Saturday, August 27, 2011

What Have I Done?

Well last night I decided to get on with my life, my nights, without this fella. I got home at about 9 or so, but I was getting emails from him while out for dinner and drinks and just wanted to go home once that started. I was afraid of getting emotional in front of my friend. Home I came and a little email chat began. He told me he wanted to talk in person and not via email, a good sign? I thanked him for getting back to me and not brushing me off, which honestly I didn't think he would do. He is a highly intelligent guy and the brush off like I thought, doesn't seem his character. At one point he he wrote, "Sorry you are feeling bad, but I am not." I'm not sure if that's in regards to "us", Ill have to find out I guess when we chat this out face to face. I did at one point say to him "Saturday night drinks and breakfast in the morning still" I got no response but he probably went to bed. I'm not going to lie, at this point I am nervous about seeing him.
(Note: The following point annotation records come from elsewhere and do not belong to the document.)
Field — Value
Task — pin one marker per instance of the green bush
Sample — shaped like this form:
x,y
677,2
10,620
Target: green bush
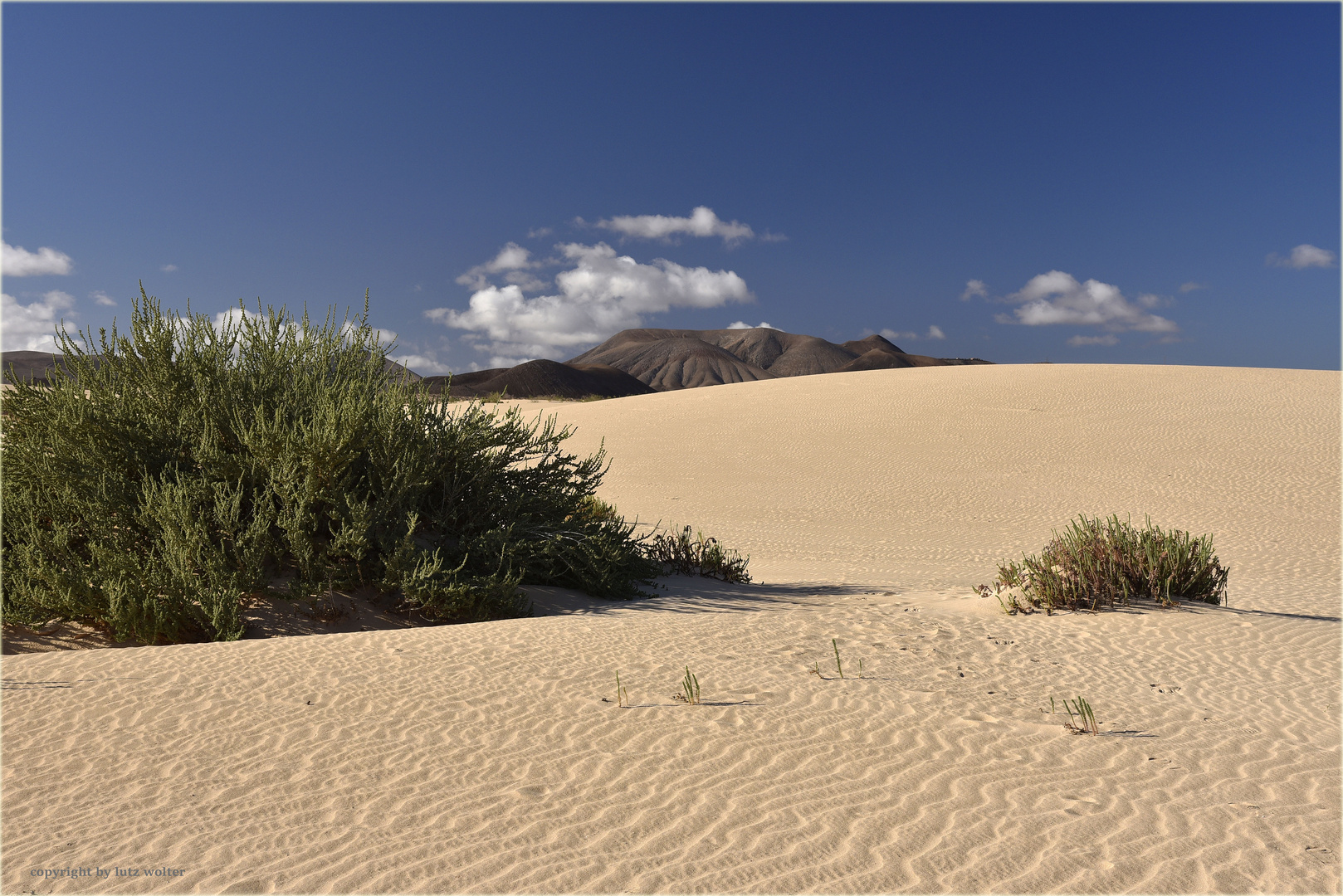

I wonder if his comments meant he didn't feel bad cuz he likes me? I need at this point to find out more about him. He said that when we met I was looking for a "good friend" but I guess I need to clarify that. Initially it was to look or find a cool guy to hang with, not sexually. It just sorta happened with this fella. I don't mind that its gone this way, but maybe I'm more invested than him. I need to find out about guys in his life? The woman in his life. What he wants from me?? Could he be with me? Does he want to be with me? Could he commit to one guy along with having his "mistress"?? I'm confused and at the same time relieved that he didn't cut me off. I'm thinking he may have work this morning and then head off to the island as it seems a nice day, so what? I wont see him til late tonight? I'm not sure but will keep u posted. I'm not going to lie, I am saddened by this turn of events as I didn't think Id feel anything for him. But then again, he is the one who kisses me and touches me, so I think he likes me to an extent? I cant just be a body to be next too. I saw the way he looked at me as I told some stories, he had this sweet look in his eyes, like he liked hearing my stories. I think he knows I'm a genuine guy, not a typical whorish fag - I'm not sure what to expect nor do I know what I have done??